What’s the difference between working memory and short term memory?
That’s a difficult question. In the sense I use them above, short term memory is the active portion of long term memory. As these are active representations, they can influence behavior, but I do not need to be aware of them (as in, for example, priming). But for me to be able to operate or manipulate or maintain these representations against distraction, I need them to be held in the limited focus of my attention. Then, they are in working memory.
Thank you for your reply. I think I’m hearing that my question was orthogonal to what you’re talking about. I hear you using ‘working memory’ to mean the brain’s general buffer at the moment, during a process. My question was about which buffers specifically, but I understand now that it doesn’t really matter, regarding your thesis.
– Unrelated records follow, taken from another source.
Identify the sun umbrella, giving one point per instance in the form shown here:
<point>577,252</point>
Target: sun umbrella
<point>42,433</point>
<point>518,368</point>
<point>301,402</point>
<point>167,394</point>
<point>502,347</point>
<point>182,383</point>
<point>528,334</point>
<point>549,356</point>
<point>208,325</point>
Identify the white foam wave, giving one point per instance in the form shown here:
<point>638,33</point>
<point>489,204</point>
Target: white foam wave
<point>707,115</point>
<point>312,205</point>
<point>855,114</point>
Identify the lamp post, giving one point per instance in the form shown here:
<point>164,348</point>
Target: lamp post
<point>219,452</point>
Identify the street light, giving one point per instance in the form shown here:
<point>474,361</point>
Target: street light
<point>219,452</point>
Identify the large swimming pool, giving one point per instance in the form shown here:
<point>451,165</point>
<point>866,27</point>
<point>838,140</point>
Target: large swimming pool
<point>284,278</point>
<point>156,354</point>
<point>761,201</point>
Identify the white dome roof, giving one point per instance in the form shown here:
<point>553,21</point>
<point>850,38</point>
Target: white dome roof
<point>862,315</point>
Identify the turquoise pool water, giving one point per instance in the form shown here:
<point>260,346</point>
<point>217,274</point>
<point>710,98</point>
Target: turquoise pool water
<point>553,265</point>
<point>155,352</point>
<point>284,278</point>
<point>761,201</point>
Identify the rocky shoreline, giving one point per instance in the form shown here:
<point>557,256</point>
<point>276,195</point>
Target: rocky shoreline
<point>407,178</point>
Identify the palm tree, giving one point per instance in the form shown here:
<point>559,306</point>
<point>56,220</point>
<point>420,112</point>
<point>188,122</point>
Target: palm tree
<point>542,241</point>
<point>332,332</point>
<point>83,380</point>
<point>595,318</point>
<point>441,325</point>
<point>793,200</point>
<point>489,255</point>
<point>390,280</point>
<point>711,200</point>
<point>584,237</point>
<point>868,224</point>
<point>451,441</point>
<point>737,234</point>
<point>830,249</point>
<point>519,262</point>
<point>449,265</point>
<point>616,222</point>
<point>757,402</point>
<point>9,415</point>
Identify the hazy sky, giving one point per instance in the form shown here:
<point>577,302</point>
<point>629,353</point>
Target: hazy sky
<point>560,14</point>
On a side note, I’m struck at how the pandemic creates a natural laboratory for questions about cognitive control. Because we get to witness the entire population of the world alter their normal daily habits, within this new condition of the virus.
Yes, the pandemic is interesting from a control perspective, as you say. It is also interesting to consider why people struggle maintain their behaviors over time from the perspective of cognitive control.
I’m also curious if your group has a working model to explain ‘driving mind’, by which I mean the weird moment when you’ve driven someplace familiar, and when you arrive, you realize you have no memory whatsoever of (at least part of) the drive. That seems like a potential cognitive control issue.
Yes, this is a characteristic of automatic actions when we don’t guide them using cognitive control. This is also why we often don’t notice when we make an error in a well-learned sequential task (like missing a step while making coffee or doubling a letter in a word while typing). Apart from the relationship of novelty, prediction error and attention to memory and awareness, I don’t have a strong account of this, however.